O discurso desses movimentos é sempre o mesmo, ou seja, Deus ainda fala e orienta

diretamente as pessoas. Deus não está preso a escritura, mas seu Espírito “sopra onde quer”.

Eles também acreditam representar uma “era do Espírito”, uma restauração do tempo

apostólico, com direito a todas as suas prerrogativas. Dessa forma todos os dons, milagres e

feitos extraordinários, não estão restritos à Bíblia, mas são também para hoje.

Os movimentos do Espírito alegam que houve um tempo em que a Igreja se desviou e

que, portanto, o verdadeiro Evangelho perdeu sua pureza. Cada um desses movimentos

alegam que são os restauradores do “puro Evangelho”, a CCB alega a mesma coisa.

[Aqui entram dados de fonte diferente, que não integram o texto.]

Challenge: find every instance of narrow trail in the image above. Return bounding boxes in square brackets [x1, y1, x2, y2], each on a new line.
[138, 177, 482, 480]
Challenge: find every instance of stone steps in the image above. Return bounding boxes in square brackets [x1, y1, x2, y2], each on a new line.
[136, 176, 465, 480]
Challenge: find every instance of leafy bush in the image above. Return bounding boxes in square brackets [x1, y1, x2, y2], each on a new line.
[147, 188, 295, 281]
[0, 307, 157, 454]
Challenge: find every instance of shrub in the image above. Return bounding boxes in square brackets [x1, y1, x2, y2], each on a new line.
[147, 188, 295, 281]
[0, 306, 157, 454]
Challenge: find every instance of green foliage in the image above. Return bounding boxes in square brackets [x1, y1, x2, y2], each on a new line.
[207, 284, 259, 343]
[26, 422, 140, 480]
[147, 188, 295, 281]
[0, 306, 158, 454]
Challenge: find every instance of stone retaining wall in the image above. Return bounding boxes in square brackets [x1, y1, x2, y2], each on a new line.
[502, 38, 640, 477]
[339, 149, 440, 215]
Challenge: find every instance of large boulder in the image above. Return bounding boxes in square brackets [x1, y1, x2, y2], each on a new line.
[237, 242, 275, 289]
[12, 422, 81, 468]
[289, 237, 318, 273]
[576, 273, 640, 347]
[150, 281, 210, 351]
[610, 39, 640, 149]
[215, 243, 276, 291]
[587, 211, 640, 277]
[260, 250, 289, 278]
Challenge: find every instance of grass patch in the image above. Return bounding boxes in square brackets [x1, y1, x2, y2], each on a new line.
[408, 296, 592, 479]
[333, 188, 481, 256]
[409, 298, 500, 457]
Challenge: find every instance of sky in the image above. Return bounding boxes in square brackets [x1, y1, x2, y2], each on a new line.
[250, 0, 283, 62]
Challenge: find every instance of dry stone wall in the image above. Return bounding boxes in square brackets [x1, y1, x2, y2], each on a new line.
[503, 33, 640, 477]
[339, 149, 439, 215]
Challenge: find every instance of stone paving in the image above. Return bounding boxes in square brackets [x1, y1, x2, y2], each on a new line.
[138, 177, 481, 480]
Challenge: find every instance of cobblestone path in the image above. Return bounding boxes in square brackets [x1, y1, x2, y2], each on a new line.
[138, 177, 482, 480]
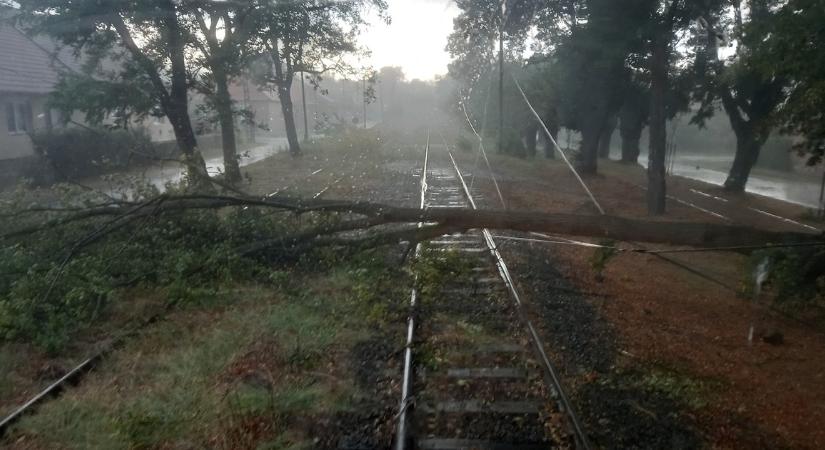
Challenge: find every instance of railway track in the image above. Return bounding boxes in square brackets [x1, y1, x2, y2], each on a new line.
[395, 133, 589, 449]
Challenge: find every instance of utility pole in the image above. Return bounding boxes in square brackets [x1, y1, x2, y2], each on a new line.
[363, 76, 367, 129]
[300, 71, 309, 141]
[498, 30, 504, 154]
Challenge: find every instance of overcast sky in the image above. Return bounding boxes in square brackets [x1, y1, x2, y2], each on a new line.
[356, 0, 460, 81]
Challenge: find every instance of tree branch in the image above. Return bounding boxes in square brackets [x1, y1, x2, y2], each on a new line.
[4, 195, 820, 249]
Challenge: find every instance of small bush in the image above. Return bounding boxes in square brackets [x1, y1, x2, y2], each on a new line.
[749, 247, 825, 304]
[30, 127, 156, 179]
[413, 246, 473, 300]
[306, 126, 384, 156]
[0, 188, 293, 353]
[456, 135, 474, 153]
[484, 128, 526, 158]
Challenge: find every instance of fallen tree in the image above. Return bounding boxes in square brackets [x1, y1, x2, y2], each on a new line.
[2, 190, 822, 351]
[4, 194, 820, 251]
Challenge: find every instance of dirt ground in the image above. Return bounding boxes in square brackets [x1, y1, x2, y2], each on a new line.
[455, 150, 825, 449]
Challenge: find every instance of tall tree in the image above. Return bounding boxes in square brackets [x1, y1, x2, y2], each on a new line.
[256, 0, 386, 156]
[185, 0, 261, 183]
[536, 0, 648, 173]
[377, 66, 405, 124]
[642, 0, 721, 214]
[694, 0, 786, 192]
[20, 0, 211, 185]
[447, 0, 536, 154]
[619, 77, 650, 163]
[753, 0, 825, 166]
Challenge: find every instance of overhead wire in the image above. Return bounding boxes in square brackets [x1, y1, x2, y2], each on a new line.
[460, 101, 507, 209]
[455, 0, 518, 210]
[491, 234, 825, 254]
[510, 73, 605, 215]
[467, 71, 496, 195]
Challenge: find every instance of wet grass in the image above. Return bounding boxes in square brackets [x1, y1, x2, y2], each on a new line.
[3, 253, 407, 449]
[637, 367, 716, 410]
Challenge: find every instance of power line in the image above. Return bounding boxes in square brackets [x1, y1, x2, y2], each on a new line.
[460, 101, 507, 209]
[510, 73, 606, 215]
[491, 234, 825, 254]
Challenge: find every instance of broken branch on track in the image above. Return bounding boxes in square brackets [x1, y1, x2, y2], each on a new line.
[3, 194, 821, 251]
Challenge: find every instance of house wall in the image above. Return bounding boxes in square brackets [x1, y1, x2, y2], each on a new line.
[0, 92, 52, 160]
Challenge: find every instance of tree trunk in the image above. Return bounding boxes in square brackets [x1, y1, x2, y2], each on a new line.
[576, 85, 610, 174]
[160, 8, 210, 186]
[577, 117, 602, 174]
[620, 131, 642, 163]
[619, 102, 644, 163]
[277, 81, 301, 156]
[724, 126, 764, 192]
[39, 195, 819, 250]
[214, 67, 242, 183]
[598, 114, 617, 159]
[543, 108, 559, 159]
[647, 34, 669, 215]
[719, 83, 774, 193]
[523, 125, 538, 158]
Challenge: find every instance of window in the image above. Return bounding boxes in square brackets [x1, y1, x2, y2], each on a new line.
[5, 101, 33, 134]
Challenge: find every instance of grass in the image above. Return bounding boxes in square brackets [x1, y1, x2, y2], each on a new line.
[636, 367, 718, 411]
[242, 127, 397, 199]
[0, 349, 13, 400]
[5, 254, 403, 449]
[0, 125, 414, 447]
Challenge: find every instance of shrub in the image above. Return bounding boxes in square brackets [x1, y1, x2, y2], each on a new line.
[306, 126, 384, 156]
[749, 247, 825, 304]
[456, 135, 474, 153]
[0, 189, 293, 353]
[484, 128, 526, 158]
[30, 127, 156, 180]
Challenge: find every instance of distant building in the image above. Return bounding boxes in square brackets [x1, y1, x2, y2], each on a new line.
[0, 6, 179, 185]
[0, 9, 76, 163]
[230, 77, 323, 140]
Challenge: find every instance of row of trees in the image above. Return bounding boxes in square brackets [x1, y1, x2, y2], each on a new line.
[17, 0, 387, 184]
[448, 0, 825, 214]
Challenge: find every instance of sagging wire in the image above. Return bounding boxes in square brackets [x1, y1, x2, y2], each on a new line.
[467, 72, 495, 195]
[491, 234, 825, 255]
[460, 100, 507, 209]
[510, 73, 606, 215]
[456, 0, 518, 211]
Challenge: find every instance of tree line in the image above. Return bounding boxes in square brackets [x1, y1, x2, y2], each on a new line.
[448, 0, 825, 214]
[14, 0, 388, 185]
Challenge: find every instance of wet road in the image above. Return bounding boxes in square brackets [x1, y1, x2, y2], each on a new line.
[639, 152, 825, 208]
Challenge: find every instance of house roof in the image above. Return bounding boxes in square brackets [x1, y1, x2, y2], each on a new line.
[0, 8, 79, 94]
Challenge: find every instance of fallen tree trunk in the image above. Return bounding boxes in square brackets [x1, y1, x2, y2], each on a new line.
[4, 194, 820, 249]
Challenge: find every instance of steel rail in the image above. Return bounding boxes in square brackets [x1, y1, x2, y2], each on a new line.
[444, 143, 593, 450]
[394, 131, 430, 450]
[0, 312, 162, 437]
[0, 355, 98, 436]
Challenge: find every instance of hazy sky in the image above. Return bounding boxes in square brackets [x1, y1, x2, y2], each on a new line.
[356, 0, 460, 81]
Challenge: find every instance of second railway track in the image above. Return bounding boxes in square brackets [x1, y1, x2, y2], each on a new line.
[395, 132, 589, 450]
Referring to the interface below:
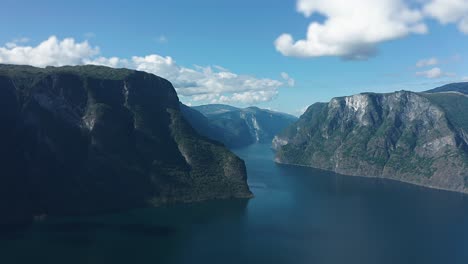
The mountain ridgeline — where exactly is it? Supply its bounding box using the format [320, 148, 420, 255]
[274, 90, 468, 194]
[0, 64, 252, 227]
[425, 82, 468, 94]
[182, 104, 298, 148]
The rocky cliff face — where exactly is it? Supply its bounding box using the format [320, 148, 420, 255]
[0, 64, 252, 226]
[274, 91, 468, 193]
[190, 104, 298, 148]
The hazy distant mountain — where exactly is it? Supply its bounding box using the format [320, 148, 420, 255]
[426, 82, 468, 94]
[182, 104, 298, 148]
[0, 64, 252, 227]
[274, 90, 468, 194]
[192, 104, 241, 116]
[179, 103, 237, 145]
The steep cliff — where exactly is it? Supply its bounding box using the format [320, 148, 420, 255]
[0, 64, 252, 226]
[274, 91, 468, 193]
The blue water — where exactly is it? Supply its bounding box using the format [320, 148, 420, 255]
[2, 144, 468, 264]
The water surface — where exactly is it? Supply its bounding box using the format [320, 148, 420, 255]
[2, 144, 468, 264]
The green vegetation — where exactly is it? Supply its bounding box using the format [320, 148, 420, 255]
[276, 91, 468, 193]
[421, 92, 468, 132]
[0, 64, 134, 80]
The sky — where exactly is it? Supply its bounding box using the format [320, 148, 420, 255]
[1, 0, 468, 115]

Fato é

que o Evangelho se deu na História e se desenvolveu através dela. Mas em sua maioria, tais

movimentos apresentam uma proposta de descontinuidade histórica.

Dessa forma o trabalho encerra-se, cumprindo seu objetivo de apresentar as origens

históricas e teológicas da CCB, dentro do conceito de Movimento do Espírito. Muitas

perguntas ficam em aberta para futuras pesquisas: de que forma o Espírito está “circulando”

atualmente dentro da CCB? Como ela está lidando com os desafios da modernidade? São

caminhos a serem percorridos em outros trabalhos.